Strongsville Joins Litigation Against Drug Companies

Strongsville is joining a growing list of communities fighting back against the opioid crisis by filing lawsuits against companies that manufacture and distribute drugs.

The lawsuit will take aim at companies that have created “a public nuisance to the citizens of our community through their massive sales and distribution of millions of doses of highly addictive, commonly abuses prescription painkillers,” Law Director Neal Jamison said.

“These companies have made substantial profits while fueling the prescription drug epidemic,” Jamison said.

Meanwhile, cities are left responding to an increasing number of overdose calls, and bearing the cost of providing police and paramedic services to handle them.
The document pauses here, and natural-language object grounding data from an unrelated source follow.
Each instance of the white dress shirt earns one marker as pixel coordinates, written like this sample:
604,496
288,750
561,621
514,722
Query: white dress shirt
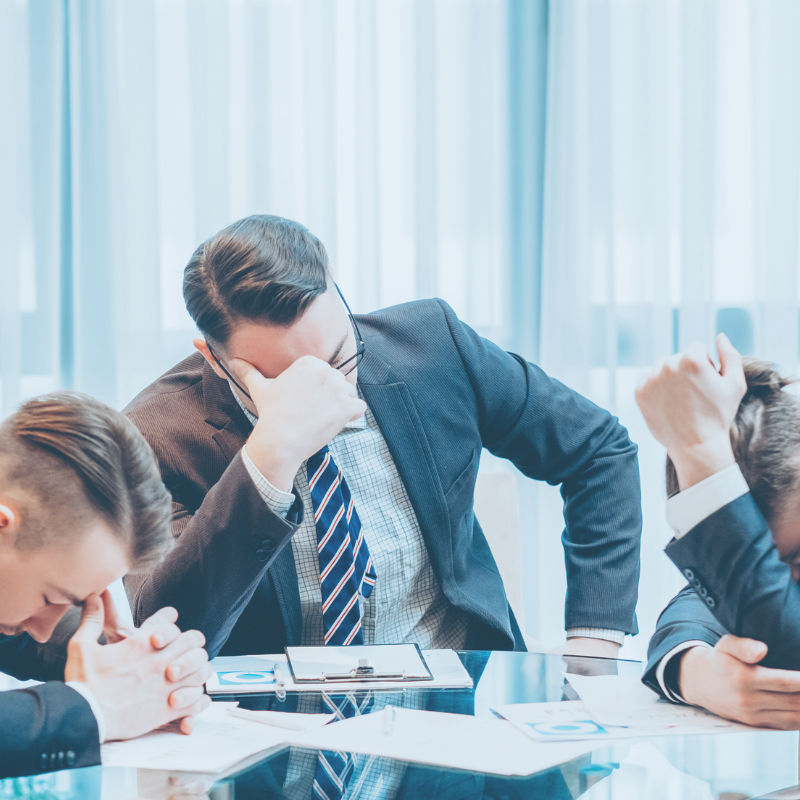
685,511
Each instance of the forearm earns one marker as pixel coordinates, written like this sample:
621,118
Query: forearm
732,561
46,728
219,559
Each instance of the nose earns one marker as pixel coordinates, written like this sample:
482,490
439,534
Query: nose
41,626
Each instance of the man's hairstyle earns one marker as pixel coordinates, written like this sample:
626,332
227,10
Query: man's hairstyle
259,269
69,459
765,437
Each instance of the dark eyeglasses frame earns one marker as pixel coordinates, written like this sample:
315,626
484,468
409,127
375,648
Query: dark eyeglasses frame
357,357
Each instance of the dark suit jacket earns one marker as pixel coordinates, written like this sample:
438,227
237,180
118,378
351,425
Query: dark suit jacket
47,727
439,393
737,584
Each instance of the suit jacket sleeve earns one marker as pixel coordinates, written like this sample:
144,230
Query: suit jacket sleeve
46,728
731,561
222,551
687,618
552,433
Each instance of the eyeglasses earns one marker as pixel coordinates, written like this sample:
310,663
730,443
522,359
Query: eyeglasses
352,362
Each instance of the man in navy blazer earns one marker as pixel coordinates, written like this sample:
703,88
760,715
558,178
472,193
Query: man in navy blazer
406,398
728,640
81,501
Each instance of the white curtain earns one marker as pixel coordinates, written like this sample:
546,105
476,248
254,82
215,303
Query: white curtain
131,130
671,208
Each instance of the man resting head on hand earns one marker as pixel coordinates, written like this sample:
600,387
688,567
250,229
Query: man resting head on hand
81,504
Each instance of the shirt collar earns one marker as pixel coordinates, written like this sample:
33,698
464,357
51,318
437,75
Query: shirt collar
356,425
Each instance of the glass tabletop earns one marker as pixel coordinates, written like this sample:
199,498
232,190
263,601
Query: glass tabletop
722,767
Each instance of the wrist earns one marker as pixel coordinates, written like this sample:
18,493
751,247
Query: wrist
688,668
695,463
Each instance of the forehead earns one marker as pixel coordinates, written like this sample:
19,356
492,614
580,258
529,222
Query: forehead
274,348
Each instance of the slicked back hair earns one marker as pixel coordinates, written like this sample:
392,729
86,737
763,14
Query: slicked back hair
73,459
259,269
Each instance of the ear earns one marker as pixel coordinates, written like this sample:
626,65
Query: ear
9,525
202,347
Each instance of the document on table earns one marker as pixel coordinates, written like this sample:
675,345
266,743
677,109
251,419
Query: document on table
247,674
403,662
220,740
478,744
623,700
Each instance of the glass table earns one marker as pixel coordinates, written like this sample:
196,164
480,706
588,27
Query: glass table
722,767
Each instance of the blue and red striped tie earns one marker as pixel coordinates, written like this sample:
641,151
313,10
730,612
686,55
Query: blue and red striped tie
345,566
345,571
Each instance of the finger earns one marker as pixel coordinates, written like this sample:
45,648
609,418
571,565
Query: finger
92,619
730,360
187,664
187,641
114,628
749,651
185,697
164,636
783,681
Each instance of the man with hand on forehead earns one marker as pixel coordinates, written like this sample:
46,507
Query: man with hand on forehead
81,504
322,466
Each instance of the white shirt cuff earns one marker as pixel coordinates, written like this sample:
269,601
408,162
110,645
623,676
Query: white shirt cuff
687,509
83,690
618,637
662,666
278,501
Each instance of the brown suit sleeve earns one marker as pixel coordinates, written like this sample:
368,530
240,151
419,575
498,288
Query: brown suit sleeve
221,555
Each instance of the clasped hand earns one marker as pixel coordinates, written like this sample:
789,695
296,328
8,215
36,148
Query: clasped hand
142,678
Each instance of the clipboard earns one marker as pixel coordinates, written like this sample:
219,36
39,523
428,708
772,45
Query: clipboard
393,663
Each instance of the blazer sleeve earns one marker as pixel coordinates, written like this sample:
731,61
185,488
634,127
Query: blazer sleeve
221,554
687,618
732,563
44,729
551,433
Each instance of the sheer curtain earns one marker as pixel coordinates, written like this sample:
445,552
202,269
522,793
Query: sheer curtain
131,130
671,207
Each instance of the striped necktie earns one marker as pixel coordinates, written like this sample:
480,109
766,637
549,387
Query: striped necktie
345,570
345,566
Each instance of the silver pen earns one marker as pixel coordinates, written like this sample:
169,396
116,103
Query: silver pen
280,681
387,723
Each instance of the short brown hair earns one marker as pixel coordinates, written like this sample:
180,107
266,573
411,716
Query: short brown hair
765,437
72,458
261,269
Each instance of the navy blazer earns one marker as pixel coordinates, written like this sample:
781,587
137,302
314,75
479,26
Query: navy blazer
737,584
440,393
47,727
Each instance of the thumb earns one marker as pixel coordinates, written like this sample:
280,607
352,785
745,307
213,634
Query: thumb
748,651
730,360
92,620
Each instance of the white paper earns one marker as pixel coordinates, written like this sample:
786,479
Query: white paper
219,741
623,700
247,674
312,663
478,744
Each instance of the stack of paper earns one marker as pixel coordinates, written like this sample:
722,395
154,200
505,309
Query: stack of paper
220,740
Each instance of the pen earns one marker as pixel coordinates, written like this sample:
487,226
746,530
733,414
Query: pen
280,681
387,723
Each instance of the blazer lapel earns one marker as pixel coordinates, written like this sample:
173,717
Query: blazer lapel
232,429
397,416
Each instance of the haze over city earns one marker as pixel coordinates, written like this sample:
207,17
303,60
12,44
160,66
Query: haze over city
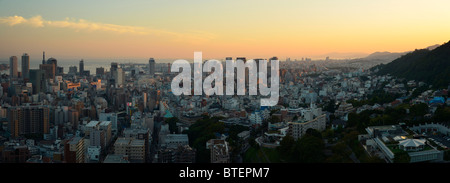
161,29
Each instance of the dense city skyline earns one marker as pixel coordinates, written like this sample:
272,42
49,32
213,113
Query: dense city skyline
143,29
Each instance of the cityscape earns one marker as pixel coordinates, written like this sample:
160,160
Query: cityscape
380,107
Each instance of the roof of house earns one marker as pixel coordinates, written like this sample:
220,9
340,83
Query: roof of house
412,142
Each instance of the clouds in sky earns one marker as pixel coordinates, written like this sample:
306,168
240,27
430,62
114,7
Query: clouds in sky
77,25
85,25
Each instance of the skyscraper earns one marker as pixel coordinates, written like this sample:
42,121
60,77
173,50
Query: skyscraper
151,66
13,67
28,120
81,67
25,66
74,150
43,57
37,78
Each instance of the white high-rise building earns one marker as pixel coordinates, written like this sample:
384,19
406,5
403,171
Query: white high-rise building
151,66
25,66
13,67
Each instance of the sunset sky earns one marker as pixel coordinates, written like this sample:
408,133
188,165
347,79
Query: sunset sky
250,28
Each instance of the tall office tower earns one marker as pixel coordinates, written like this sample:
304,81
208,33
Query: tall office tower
13,67
28,120
53,61
119,77
25,66
74,150
113,74
43,57
37,78
99,71
49,70
114,66
73,70
151,66
81,67
59,71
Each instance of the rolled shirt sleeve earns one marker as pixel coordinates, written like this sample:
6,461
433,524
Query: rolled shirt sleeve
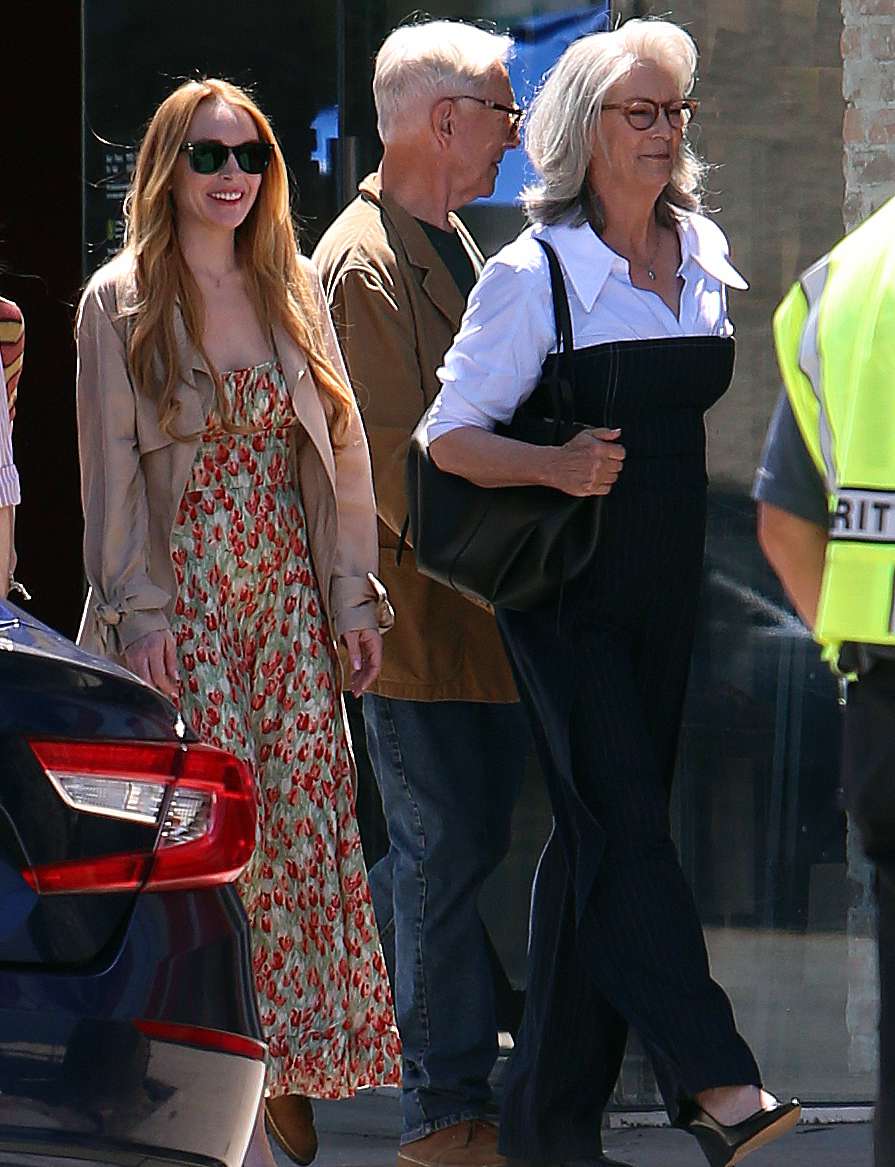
496,358
9,487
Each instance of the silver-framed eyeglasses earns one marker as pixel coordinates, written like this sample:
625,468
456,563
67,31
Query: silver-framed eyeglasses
514,112
642,113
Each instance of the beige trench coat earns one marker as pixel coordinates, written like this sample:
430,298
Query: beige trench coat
133,476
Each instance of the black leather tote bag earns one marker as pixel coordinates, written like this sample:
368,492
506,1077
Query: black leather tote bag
509,546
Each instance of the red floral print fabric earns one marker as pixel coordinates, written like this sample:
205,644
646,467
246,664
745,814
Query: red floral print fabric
259,678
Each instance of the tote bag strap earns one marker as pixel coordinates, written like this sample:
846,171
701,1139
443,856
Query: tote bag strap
563,378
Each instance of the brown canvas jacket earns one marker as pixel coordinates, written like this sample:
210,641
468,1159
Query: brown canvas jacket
133,476
397,308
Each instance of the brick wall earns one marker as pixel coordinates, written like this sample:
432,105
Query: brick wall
868,86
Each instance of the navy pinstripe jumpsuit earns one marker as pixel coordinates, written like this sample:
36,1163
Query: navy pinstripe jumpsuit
615,938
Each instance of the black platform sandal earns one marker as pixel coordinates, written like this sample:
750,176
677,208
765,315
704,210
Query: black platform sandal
727,1145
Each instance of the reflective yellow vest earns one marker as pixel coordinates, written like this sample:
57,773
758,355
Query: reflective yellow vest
836,346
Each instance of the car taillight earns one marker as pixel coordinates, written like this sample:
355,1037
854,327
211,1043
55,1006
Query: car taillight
202,799
202,1038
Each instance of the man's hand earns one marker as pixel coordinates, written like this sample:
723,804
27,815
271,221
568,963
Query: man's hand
796,550
154,659
365,656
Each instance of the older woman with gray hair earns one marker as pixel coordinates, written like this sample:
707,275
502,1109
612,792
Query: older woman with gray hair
615,938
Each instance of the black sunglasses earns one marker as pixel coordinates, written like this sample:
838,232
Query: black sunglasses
208,158
512,111
642,113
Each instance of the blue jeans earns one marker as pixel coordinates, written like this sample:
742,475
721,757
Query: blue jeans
448,774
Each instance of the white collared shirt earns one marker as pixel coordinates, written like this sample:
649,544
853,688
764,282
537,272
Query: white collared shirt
508,328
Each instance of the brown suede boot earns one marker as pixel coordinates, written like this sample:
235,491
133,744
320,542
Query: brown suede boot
291,1120
470,1144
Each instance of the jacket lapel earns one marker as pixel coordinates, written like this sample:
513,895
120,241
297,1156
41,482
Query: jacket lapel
435,279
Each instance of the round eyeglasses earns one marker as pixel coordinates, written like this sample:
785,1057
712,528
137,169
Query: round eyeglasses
209,158
514,112
642,113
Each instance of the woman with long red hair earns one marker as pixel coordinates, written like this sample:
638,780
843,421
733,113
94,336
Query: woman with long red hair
230,540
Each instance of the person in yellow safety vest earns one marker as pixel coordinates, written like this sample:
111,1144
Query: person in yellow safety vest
826,524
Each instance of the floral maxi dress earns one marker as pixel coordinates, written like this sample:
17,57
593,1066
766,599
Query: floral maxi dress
259,679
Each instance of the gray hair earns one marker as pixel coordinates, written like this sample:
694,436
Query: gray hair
420,63
565,120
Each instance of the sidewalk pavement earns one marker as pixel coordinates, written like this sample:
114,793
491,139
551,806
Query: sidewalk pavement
364,1132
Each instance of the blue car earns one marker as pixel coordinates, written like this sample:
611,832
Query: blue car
128,1028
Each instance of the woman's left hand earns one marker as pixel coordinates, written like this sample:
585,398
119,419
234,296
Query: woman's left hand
365,656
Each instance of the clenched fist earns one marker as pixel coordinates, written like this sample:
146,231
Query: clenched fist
587,465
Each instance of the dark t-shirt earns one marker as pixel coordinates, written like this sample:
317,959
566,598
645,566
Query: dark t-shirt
787,475
454,254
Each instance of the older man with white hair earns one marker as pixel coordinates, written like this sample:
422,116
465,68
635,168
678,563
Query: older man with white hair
445,731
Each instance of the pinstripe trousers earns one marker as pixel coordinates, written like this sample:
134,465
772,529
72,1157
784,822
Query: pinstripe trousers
615,940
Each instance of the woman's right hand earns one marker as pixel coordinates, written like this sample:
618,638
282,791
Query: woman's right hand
588,465
154,659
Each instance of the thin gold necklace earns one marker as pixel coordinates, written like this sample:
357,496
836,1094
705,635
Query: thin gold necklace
651,265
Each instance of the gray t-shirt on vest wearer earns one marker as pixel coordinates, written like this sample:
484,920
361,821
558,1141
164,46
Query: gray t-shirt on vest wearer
787,475
789,479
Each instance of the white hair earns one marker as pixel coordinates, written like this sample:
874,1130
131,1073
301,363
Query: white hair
565,119
420,63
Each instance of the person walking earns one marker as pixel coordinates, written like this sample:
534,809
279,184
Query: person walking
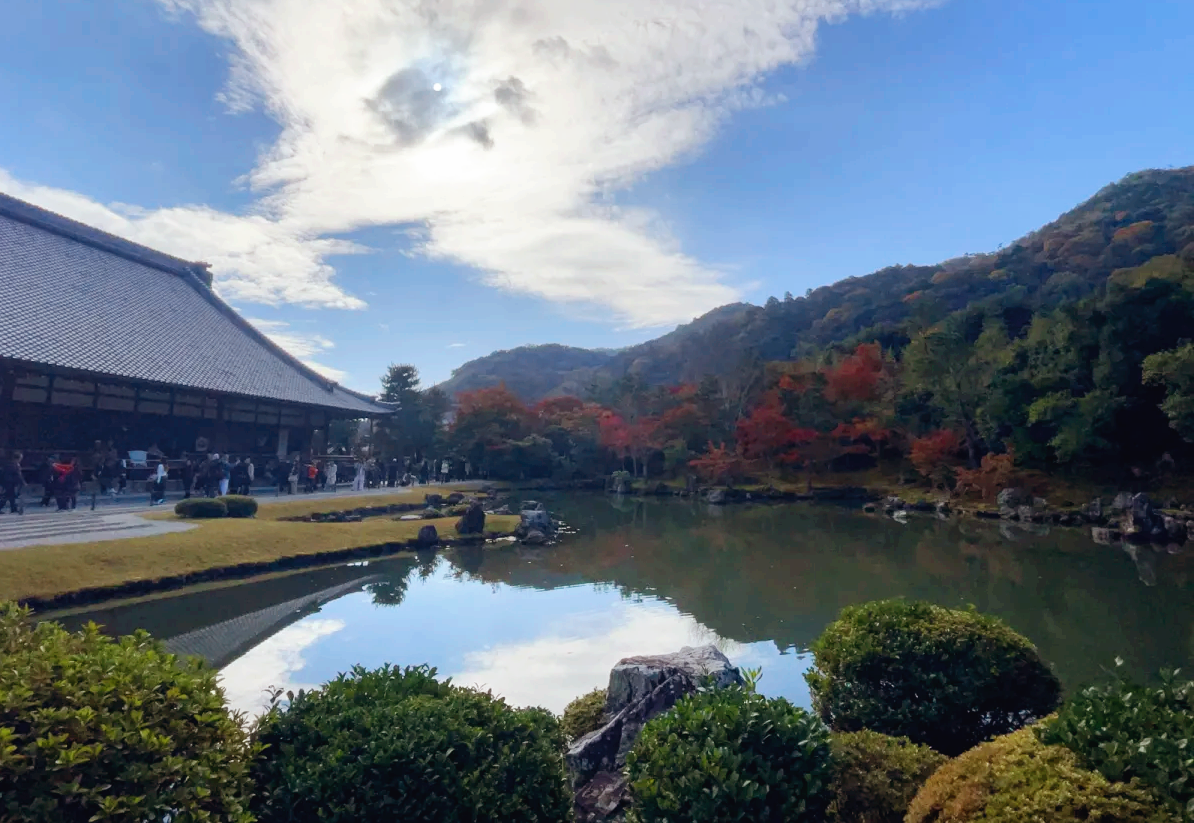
13,483
158,496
City Council voted unanimously March 19 to hire two firms – Climaco, Wilcox, Peca & Garofoli, a Cleveland law firm, and Napoli Shkolnik, a professional limited liability company in New York – to handle the litigation.

Similar suits have already been filed by other cities, including Broadview Heights, Brunswick, Parma and Cleveland. The suits are expected to be moved to federal court. The state of Ohio in February also sued four opioid distributors, alleging unsafe practices.

Strongsville’s suit, like most of the others, will seek an unspecified amount of compensation for its costs associated with the opioid epidemic.  

The city will not pay legal fees to the firms it has hired unless it wins a monetary award from the suit. In that case, attorneys would receive a percentage of that money.

In August 2017, the Strongsville police and fire departments committed personnel to a two-pronged Community Opioid-Outreach Program to deal with the rising number of overdoses here. That includes a Quick Response Team made up of police officers, paramedics and others who visit the home of an overdose victim to help get them into treatment, and Safe Passages, a program in which a resident struggling with addiction can simply walk into the police station and ask for help.